May An Alternative Be With You
Microsoft estimated about 8.5m Windows computers were directly affected because a CrowdStrike content update caused Windows systems to crash with the Blue Screen of Death (BSoD). It’s just less than 1% of the global Windows install base. But for anyone or any business depending on the computers to do their jobs, one is too many already. Hope you were not one of them. Or you were lucky enough to have an alternative: such as Android phones, Chromebooks, or anything else to get you through the dark age.
Postmortem
This CrowdStrike outage may be the biggest outage so far. But it won’t be the last one. Not long ago in 2021, even Tesla’s infotainment system could crash when navigating to a fish soup restaurant (開元路土魠魚羹) in Taiwan. I bet Tesla learned its valuable lessons since. So, how might CrowdStrike and Microsoft learn better from a big one like this?
Any good engineering team is also good at doing postmortems, retrospectives, or whatever you call it. Because in real life, only bystanders can afford to wait for perfection. Doers need to focus on making their things a bit better than where they find them.

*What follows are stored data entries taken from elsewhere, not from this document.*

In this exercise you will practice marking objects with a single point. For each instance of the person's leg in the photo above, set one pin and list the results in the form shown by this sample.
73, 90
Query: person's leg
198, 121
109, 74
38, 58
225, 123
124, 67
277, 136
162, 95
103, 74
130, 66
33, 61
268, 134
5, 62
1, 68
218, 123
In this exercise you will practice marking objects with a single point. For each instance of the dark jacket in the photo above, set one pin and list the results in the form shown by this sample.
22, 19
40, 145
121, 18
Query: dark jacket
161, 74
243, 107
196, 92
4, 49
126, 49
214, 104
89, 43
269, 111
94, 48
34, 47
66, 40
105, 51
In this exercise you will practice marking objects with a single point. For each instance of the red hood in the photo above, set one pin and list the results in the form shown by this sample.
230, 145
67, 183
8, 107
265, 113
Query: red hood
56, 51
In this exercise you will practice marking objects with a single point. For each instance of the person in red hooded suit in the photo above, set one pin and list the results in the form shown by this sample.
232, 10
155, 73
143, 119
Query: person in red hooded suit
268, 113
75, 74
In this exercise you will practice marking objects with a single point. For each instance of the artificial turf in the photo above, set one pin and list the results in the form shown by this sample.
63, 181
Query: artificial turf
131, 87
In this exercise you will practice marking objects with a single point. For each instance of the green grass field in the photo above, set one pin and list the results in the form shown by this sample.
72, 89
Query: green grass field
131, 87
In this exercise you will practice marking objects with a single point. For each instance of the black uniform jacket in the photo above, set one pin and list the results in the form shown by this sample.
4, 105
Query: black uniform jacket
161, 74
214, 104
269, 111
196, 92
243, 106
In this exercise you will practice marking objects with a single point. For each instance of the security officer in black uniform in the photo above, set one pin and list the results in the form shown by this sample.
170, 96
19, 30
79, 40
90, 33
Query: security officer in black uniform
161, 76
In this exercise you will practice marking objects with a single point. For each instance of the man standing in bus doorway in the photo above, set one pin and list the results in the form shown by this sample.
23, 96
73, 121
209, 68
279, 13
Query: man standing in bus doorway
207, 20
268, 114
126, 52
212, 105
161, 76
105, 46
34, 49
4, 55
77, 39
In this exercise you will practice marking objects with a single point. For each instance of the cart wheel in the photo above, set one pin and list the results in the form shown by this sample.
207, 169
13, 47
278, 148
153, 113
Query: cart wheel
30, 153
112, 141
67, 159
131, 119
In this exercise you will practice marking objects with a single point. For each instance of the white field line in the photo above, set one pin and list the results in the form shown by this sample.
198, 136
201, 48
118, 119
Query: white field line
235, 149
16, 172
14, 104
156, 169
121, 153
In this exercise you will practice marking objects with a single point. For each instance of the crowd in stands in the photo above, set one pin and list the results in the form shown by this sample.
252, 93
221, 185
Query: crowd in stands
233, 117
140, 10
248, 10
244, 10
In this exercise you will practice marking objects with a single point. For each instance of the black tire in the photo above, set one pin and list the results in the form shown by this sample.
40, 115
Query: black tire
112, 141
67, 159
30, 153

All other things being equal, a shorter Lead Time for Changes is always better than a longer one. The questions are if you are capable of making the Change Failure Rate lower and the Time to Restore Service quicker.
To do so, you have to do postmortems properly. Reducing the Deployment Frequency or skipping updates are very tempting because they are easier for now. Unfortunately, they are almost always the wrong answer in the long run. Check out how Google learned from failure. Feel free to do it in whatever way you like, as long as you get the essence outcomes. The formality and processes are secondary.
1. Better Safeguard
Adding new safeguards to prevent or flag offending changes early is the only way if you don’t want to end up in the same situation again. Otherwise, you or someone else will be in the same hole sooner or later.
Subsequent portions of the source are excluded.